Durante años existieron dudas acerca de si el uso de envases de este material alteraba el sabor de la cerveza. Los resultados de diversos estudios a ciegas han demostrado que los envases PET nada tienen que envidiar a las tradicionales botellas y latas de hojalata o de aluminio. Los únicos capaces de diferenciar los matices más sutiles y de percibir el sabor del envase PET son los analistas sensoriales, como los catadores profesionales. En cambio, los consumidores de a pie no pueden constatar ninguna diferencia en el sabor del contenido de los diferentes envases.

Esto demuestra que el desarrollo de los envases PET ha llegado a un alto nivel de sofisticación y que está entrando en la fase de perfeccionamiento de algunos detalles, empezando por la obtención de la materia prima. Hasta el momento, el gran consumidor de PET sigue siendo el sector textil, al que se destinan dos terceras partes de los 35 millones de toneladas fabricadas anualmente en el mundo. De los doce millones restantes, la mayor parte se destina al sector del envasado y, en especial, al embotellado. Por esa razón es lógico que se dedique más atención precisamente a estas modalidades de producción

Hasta ahora se ha venido utilizando granulado para la fabricación de la preforma.

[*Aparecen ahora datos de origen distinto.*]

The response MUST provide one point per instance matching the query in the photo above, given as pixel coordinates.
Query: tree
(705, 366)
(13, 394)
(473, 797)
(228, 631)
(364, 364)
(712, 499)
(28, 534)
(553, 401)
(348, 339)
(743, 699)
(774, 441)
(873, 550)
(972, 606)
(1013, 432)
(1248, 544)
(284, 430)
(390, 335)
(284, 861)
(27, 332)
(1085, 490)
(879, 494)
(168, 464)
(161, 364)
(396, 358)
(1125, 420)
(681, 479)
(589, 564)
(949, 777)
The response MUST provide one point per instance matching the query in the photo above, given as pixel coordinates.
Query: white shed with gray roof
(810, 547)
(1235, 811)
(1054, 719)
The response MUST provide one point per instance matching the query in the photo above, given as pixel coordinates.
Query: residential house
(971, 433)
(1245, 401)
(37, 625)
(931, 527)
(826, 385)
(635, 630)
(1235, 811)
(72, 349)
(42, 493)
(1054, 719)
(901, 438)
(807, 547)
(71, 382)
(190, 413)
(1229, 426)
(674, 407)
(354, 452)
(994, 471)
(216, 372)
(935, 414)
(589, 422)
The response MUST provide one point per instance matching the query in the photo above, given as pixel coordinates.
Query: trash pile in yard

El preformado tiene lugar como fase previa a la producción de la botella en sí, que se completa en la planta del embotellador.

En estos momentos, un fabricante está trabajando en la fabricación de la preforma directamente con la masa fundida de plástico, lo que permitiría prescindir de la fase de producción del granulado y ahorrar costes. El proceso está en fase de desarrollo, puesto que todavía no se ha encontrado una solución para evitar que el plástico se deteriore durante la polimerización.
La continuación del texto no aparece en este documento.